La tenuta sociale, interna ai vari paesi della zona euro, è il problema centrale
dei prossimi mesi. La moneta unica, con le riforme economiche che comporta, non
può reggere se cresce un movimento di rivolta contro il sistema dei partiti
chiamato ad implementare i Memorandum della troika. Di questo sono perfettamente consapevoli anche i
tedeschi. Hans-Werner Sinn e Friedrich Sell prongono sulle colonne del Financial
Times
la loro soluzione a questo problema politico-sociale: “The idea is to
allow countries leaving the euro to adopt their own currency temporarily with
an option to return later” (“Our opt-in opt-out solution to the eurozone
crisis”, FT, 1 agosto). Sinn è l’economista tedesco più
influente, colui che da tempo critica (ferocemente) i paesi periferici per il
loro lassismo, sostenendo l’insostenibilità economica per la Germania
dell’attuale sistema monetario europeo. L’idea di permettere ai paesi del Sud
di uscire “temporaneamente” dall’euro per riconquistare la loro competitività
(via svalutazione della loro moneta) e, soprattutto, il loro consenso
politico-sociale interno, la dice lunga su quel che i tedeschi hanno in mente,
e da tempo: la spaccatura dell’eurozona, né più né meno. Esiste già un accordo
(European Exchange Rate Mechanism) che permette ai paesi in attesa di entrare
nell’euro, come la Danimarca, la Lettonia e la Lituania, di “esercitarsi” per
un paio di anni (infatti, l’ERM II da loro proposto ai paesi deboli già
nell’euro dovrebbe essere una specie di “training space”) prima di entrare a
far parte dell’eurozona. Insomma, quel che Sinn e Sell propongono è una
spaccatura dell’euro in due aree monetarie (se poi la Grecia, la Spagna o
l’Italia ritorneranno nell’euro, dipenderà dalla loro capacità di sfruttare la
leva della svalutazione entro un margine di +/- 15%). Gli esempi storici di uno
scenario del genere non mancano: la separazione dal dollaro del D-Mark nel
1969, l’uscita della sterlina dallo SME all’inizio degli anni ’90, l’Argentina
e la rottura della parità col dollaro nel 2002.

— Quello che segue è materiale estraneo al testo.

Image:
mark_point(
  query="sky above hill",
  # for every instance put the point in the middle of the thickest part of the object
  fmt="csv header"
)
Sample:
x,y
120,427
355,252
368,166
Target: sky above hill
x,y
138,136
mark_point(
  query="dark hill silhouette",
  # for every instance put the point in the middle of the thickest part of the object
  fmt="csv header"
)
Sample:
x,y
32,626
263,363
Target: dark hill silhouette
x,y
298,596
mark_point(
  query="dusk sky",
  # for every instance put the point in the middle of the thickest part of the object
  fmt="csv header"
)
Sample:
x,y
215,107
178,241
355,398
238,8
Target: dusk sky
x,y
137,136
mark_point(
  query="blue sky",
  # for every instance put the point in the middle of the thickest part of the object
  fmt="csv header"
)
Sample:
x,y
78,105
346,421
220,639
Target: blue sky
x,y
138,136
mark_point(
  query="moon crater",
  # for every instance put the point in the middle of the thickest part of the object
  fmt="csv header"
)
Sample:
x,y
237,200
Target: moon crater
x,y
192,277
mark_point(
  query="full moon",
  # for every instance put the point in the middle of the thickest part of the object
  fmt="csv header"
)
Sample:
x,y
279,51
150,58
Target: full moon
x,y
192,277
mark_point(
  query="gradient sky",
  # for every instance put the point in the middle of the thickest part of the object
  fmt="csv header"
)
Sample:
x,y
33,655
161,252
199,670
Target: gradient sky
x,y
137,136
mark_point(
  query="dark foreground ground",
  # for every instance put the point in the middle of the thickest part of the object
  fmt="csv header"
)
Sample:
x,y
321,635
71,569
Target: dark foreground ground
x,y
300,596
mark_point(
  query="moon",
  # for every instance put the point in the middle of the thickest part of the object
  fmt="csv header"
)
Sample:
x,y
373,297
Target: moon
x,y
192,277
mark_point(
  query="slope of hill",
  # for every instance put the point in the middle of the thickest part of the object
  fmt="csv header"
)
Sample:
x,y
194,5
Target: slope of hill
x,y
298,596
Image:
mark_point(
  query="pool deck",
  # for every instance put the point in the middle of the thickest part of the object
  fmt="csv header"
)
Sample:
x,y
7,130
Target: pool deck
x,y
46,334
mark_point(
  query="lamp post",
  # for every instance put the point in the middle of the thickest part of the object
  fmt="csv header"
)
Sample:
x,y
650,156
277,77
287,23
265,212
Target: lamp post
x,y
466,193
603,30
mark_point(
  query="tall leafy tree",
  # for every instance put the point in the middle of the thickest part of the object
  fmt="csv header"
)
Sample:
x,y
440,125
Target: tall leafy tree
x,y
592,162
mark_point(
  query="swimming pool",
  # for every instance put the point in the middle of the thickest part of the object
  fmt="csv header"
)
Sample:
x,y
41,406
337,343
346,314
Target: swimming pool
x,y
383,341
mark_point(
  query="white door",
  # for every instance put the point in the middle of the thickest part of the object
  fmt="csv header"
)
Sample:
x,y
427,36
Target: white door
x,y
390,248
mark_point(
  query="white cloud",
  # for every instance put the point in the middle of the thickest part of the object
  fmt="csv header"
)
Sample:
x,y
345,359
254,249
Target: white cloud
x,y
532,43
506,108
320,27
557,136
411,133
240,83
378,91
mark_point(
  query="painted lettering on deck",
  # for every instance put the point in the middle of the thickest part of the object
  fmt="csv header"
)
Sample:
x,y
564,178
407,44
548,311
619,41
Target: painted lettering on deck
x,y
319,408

E’, a suo modo, un’opzione sovranista (Jacques Sapir è ancora più radicale, ma la
direzione sembra la stessa) ma declinata su due aree monetarie. Si noti che
anche Michel Aglietta, che sostiene l’opzione federalista, non vede affatto
male l’uscita della Grecia dall’euro (Zone Euro. Eclatement ou fédération,
Michalon: Parigi, 2012). Chi, come noi, parte dalle lotte, dai movimenti, dalle
soggettività, non può sottrarsi dall’esprimersi politicamente su questi
scenari. Da una parte, è evidente che l’Eruopa monetaria sta sgretolandosi a
causa delle sue contraddizioni interne (monetarie e istituzionali). Personalmente
continuo a credere che la spaccatura dell’euro sia l’esito più probabile. Non
lo auspico, semplicemente mi sembra che sia “nelle cose”. Vedremo. Dall’altra,
il passaggio dalla moneta unica attuale alla moneta (del) comune è l’orizzonte
dei movimenti sociali, che sono apolidi (per definizione storica) e che quindi
devono sottrarsi a qualsiasi ripiegamento sovranista. La moneta (del) comune
sarà l’esito di questa tensione. E’ un processo materiale, costitutivo, aperto.